Mukurtu
The All Our Kin Collective Digital Archive
A digital repository for projects and materials relating to, or derived from, the All Our Kin Collective programs.
The Archive is a digital repository for projects and materials relating to, or derived from, the All Our Kin Collective programs. Like the Institute, the fellowship, the certificate program, and the Teaching Indigenous Languages course, the All Our Kin Mukurtu Archive is intended to facilitate the preservation and celebration of Indigenous language, cultures, knowledge systems, and peoples.
The Archive also accepts culturally significant materials from the tribal communities represented on Fort Lewis College’s campus and the surrounding area. As Mukurtu was developed in collaboration with Indigenous peoples to be a private, secure, and culturally sensitive archival software, its usage is determined by participating parties.
AOKC Fellows in the Archive: Bala Sinem
All Our Kin Collective student fellow Alysha Arrates (Ute Mountain Ute) focused her 2024 fellowship project on developing a Mukurtu collection for Bala Sinem, an Indigenous language singing group run by Fort Lewis College students from the 1971-2013. Alysha worked closely with FLC’s Center of Southwest Studies Collections Manager & NAGPRA Specialist, Amy Cao, and the AOKC Mukurtu Administrator, Rosalinda Linares-Gray, to research, develop, and upload the collection.
Alysha presented about her work at the Association of Tribal Libraries, Museums, and Archives (ATALM) conference in November of 2024.
AOKC Dictionary Archive:
All Our Kin Collective Summer Language Institute students devote one hour of their class time every day to building the AOKC Indigenous language dictionary. This dictionary is meant to give students the opportunity to reindigenize archival records of Indigenous languages and return agency over language learning to Indigenous students, speakers, and community members. Instead of following a prescribed structure, students are encouraged to upload words, phrases, songs, or other spoken materials that resonate with their experience in the Institute. Students also include a recording of themselves speaking their Indigenous language in their entries. The dictionary is available to them to look back on the progress they make with their languages, and is also available to future students or non-AOKC affiliated community members who want to explore what an Indigenous dictionary can be.

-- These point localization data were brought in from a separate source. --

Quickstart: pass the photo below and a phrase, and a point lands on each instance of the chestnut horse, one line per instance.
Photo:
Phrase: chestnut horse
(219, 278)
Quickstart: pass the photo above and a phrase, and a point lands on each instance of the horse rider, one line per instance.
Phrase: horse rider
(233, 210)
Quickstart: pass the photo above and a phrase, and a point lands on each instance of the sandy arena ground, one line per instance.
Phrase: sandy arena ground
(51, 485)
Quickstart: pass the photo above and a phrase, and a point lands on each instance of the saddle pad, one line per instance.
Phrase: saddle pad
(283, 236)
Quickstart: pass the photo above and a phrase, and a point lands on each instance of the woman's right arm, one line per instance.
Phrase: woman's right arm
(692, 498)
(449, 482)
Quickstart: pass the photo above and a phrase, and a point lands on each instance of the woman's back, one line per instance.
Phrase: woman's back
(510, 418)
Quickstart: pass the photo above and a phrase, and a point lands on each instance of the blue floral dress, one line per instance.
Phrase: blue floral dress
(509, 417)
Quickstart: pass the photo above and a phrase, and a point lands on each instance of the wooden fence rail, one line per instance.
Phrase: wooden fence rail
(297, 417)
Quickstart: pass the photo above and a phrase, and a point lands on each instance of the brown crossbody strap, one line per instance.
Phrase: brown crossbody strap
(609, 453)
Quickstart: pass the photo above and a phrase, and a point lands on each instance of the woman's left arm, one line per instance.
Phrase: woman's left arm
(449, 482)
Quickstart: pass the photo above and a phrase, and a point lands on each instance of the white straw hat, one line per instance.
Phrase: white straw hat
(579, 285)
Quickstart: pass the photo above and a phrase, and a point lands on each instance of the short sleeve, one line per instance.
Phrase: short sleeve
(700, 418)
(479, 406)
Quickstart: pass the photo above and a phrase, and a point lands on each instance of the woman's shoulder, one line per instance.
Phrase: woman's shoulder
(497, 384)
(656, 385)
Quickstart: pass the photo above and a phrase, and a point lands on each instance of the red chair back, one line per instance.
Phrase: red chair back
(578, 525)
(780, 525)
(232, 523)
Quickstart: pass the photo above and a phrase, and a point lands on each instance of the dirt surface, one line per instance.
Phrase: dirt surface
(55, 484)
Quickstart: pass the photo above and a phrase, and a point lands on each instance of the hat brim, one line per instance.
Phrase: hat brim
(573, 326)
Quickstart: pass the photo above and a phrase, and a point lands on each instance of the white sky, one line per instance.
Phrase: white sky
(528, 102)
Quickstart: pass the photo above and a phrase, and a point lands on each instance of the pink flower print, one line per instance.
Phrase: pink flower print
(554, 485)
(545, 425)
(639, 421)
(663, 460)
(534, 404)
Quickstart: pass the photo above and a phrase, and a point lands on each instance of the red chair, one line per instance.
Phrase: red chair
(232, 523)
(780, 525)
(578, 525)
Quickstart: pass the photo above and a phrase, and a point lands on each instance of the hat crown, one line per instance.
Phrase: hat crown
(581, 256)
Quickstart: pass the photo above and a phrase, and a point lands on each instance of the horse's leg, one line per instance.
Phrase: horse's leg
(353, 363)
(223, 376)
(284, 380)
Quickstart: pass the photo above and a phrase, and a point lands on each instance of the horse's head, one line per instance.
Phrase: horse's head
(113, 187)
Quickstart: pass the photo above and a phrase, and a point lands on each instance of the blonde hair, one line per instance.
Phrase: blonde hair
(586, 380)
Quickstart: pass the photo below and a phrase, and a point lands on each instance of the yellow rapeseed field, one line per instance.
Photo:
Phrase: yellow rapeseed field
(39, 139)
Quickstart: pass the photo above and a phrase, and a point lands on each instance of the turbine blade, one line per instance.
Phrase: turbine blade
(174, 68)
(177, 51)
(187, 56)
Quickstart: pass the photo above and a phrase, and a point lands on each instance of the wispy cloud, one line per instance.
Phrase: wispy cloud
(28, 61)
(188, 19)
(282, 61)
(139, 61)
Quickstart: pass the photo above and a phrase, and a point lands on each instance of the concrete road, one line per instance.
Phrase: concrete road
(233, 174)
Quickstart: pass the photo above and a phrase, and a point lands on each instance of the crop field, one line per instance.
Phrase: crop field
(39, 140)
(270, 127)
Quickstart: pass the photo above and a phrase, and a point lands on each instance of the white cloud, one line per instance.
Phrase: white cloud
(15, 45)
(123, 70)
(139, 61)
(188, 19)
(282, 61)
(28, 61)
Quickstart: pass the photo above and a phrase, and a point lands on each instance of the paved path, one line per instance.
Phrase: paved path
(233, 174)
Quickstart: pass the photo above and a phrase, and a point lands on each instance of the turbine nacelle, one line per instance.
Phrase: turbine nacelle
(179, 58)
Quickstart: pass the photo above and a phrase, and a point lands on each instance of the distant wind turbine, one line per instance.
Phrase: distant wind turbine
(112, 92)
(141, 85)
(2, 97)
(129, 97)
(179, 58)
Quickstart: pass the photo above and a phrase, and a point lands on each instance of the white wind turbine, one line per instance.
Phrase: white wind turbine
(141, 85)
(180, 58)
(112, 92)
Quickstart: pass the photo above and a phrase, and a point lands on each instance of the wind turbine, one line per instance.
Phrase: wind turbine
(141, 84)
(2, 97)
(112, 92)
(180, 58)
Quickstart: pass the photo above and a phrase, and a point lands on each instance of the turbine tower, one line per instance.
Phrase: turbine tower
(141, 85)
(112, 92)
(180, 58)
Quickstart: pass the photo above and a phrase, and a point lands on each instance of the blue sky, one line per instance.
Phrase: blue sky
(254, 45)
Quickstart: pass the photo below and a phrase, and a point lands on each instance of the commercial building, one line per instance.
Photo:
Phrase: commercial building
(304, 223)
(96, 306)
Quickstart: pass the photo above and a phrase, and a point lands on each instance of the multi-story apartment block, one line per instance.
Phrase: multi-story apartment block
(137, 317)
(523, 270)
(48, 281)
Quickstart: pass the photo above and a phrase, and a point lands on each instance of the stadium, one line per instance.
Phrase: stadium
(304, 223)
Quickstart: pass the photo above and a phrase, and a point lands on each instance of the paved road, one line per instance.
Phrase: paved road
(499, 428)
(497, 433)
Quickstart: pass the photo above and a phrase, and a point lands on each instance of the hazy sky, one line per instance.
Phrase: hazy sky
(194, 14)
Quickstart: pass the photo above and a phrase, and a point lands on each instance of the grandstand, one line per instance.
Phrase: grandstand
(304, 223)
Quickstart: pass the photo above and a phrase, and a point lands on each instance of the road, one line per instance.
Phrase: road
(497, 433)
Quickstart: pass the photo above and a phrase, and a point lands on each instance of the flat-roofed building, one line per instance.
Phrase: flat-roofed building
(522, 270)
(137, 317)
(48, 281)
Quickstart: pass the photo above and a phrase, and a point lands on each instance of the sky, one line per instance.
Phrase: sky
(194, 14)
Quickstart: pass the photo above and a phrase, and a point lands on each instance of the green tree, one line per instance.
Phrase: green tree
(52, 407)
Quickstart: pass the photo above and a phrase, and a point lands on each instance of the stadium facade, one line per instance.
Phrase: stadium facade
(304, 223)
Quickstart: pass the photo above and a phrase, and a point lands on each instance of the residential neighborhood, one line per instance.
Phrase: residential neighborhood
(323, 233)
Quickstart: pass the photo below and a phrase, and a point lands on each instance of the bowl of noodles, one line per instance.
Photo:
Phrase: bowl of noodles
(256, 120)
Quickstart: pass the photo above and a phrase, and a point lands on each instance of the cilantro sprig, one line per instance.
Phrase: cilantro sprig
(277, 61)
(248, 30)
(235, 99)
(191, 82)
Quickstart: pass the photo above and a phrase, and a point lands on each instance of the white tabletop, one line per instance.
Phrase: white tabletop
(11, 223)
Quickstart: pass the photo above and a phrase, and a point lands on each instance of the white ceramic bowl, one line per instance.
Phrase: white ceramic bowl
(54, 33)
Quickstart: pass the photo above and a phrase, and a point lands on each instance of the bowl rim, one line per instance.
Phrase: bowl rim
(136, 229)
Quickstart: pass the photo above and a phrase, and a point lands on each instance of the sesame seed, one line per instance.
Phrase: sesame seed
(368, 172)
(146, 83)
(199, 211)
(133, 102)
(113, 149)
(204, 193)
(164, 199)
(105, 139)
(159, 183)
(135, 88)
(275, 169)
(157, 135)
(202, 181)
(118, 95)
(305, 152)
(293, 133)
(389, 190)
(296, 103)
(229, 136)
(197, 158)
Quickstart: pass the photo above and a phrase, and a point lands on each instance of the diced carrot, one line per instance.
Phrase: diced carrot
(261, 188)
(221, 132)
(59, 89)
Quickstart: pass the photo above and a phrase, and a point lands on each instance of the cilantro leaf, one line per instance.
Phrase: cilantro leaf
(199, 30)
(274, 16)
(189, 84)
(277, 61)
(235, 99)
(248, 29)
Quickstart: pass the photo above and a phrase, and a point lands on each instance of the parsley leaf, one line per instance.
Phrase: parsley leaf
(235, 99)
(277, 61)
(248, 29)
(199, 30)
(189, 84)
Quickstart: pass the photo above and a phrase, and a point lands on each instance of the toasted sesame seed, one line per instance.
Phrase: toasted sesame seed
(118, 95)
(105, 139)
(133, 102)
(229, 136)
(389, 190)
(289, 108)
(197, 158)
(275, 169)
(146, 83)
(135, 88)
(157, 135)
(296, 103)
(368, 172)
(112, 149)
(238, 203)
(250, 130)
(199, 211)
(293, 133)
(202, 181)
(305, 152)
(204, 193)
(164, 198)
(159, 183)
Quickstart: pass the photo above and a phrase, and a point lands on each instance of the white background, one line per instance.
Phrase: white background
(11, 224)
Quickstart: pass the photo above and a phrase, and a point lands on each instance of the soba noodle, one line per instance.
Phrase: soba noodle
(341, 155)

AOKC Fellows in the Archive: Intertribal News
The first entries into the All Our Kin Collective Mukurtu archive were issues of Intertribal News, a newspaper created and run by Indigenous students at Fort Lewis College from 1987-2012. Currently held by the Colorado Historic Newspaper Collection, past student fellows Laurel Grimes (Chickasaw) and Lauryn Baldwin (Ińupiaq) worked to locate, edit, and consolidate photographs of individual pages into whole issue files. These files were uploaded to the Mukurtu archive by Laurel and Lauryn as one of their 2022-2023 fellowship projects.
These newspapers show the FLC experience of Indigenous students from their own perspective. Major social events, like the Tuition Waiver Walk-out, and the happenings of daily life, like a Wanbli-Ota taco sale, alike are recorded; highlighting the fact that Indigenous students have always been and continue to be key actors in creating FLC’s student and campus culture.